Calculators vs. PDAs in the Classroom
TheMatt writes "CNN.com is reporting about a new conflict perhaps emerging in classrooms: calculators v. PDAs. The article talks about how TI seems to be making their latest calculator more PDA-like, while PDAs are gaining
TI-like functionality. A comment on current math education is this quote from the article:
"When you have circles and ellipses, there is no way you'd be able to do this without a calculator," Jarvis said. "It helps us visualize what we're doing." Were the compass and geometry uninvented?"
do other conflicts in the classroom include PDA functions that may help a student on an exam that aren't included in a calculator? I could see profs being concerned about students using thier PDA to cheat.
There's no "I" in Linux.. err..
Fancy graphing calculators are of no use, whatsoever, for cheating in the classroom.
I just (yesterday) graduated high school, as the math/computer whiz of my class. I have an uber-cool TI-89, which has functions beyond my wildest imaginations. And, until I know the concepts, they are utterly useless.
My TI-89 has the ability to do symbolic manipulation. It will do differentiation for me. Guess what? Until I was taught, by doing it by hand, what differentiation actually was, I had no idea what the calculator function did. I gave it an equation, it spat out something pretty, and I oogled over it, but it meant nothing.
Yes, once I learned what and how differentiation worked, I could stop doing it by hand and use my calculator instead. Am I to be punished for efficient use of time? A TI-89 is a great many times faster than a pencil.
As I said above, though, I am the math whiz. I got my first TI calculator in 6th grade, and explored them in and out. Even I, until I was taught the concepts, never knew the hidden potentials. Consider, then, Joe Average.
No, I'm not just making this up. Everyone, everyone, in my math class aside from me, had no idea how to use the calculator. Face it, slashdot is a techie crowd, and we bond with computing devices. Joe Average presses the buttons he has memorized, and if it doesn't work, has no idea. Joe then does it with pencil and paper.

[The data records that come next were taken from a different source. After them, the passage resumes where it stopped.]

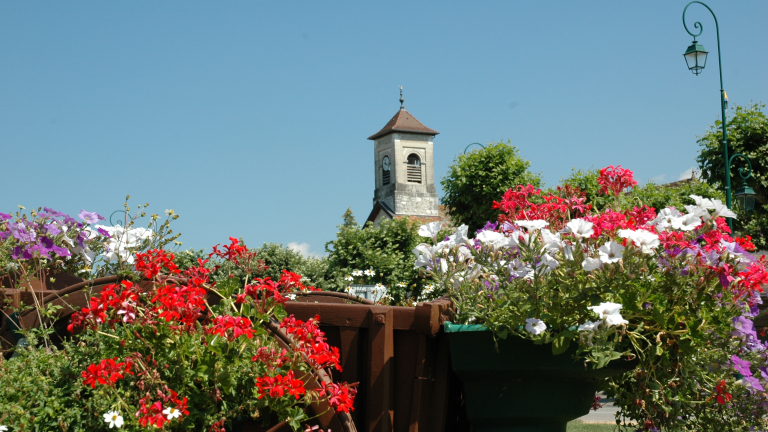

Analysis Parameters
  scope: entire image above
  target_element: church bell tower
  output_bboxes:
[368,86,439,230]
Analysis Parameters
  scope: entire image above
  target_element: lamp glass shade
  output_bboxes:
[683,41,708,75]
[736,185,757,211]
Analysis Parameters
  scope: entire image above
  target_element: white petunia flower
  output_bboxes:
[688,195,715,210]
[419,222,442,242]
[103,411,123,431]
[163,407,181,420]
[561,219,595,238]
[712,200,736,219]
[587,302,624,318]
[579,321,602,331]
[507,258,533,279]
[448,225,472,245]
[587,302,629,327]
[515,219,549,232]
[525,318,547,336]
[597,240,624,264]
[619,230,661,255]
[672,213,701,231]
[605,313,629,327]
[581,257,603,271]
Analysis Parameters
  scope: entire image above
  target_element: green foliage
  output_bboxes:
[325,210,438,302]
[440,141,541,232]
[696,103,768,249]
[256,243,328,289]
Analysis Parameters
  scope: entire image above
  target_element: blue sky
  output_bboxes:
[0,0,768,253]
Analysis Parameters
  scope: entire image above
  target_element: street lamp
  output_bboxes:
[683,1,754,231]
[736,185,757,211]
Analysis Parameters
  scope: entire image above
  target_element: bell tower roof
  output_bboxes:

Joe Average doesn't give two shits about the calculator. Built in functionality? LOL. Functionality isn't functionality unless you know both that it is there, and how to use it. I am the only person I have ever met who actually reads the manuals for my calculators; Joe Average only finds out about its abilities from their math teacher. Their math teacher doesn't tell them until they've had how to do it, by hand, driven into their skull with a sledge hammer.
Teachers control the calculators, people. Teachers control them, through ignorance. The average student remains in the dark about what their calculator can do, because the thing is incomprehensible to them. Could your grandmother teach herself how to program PERL? Would she?
The only other source of information on calculator potential is other students, who are frankly just as ignorant as their peers. Even those who are in advanced classes do not understand what goes on, and do not share what they know. To understand a calculator is utterly dorky, trust me. To teach your friends is worse, because you must bang the methods into their skulls by rote, thus also banging by rote your new social status.
Calculators are no threat to educational mathematics, because the education system does not tell you how to use them until they are no longer an advantage. Those few that learn on their own already understand the concepts.
to accept the praise of personal wisdom is an affront to the very ideal i hold dear.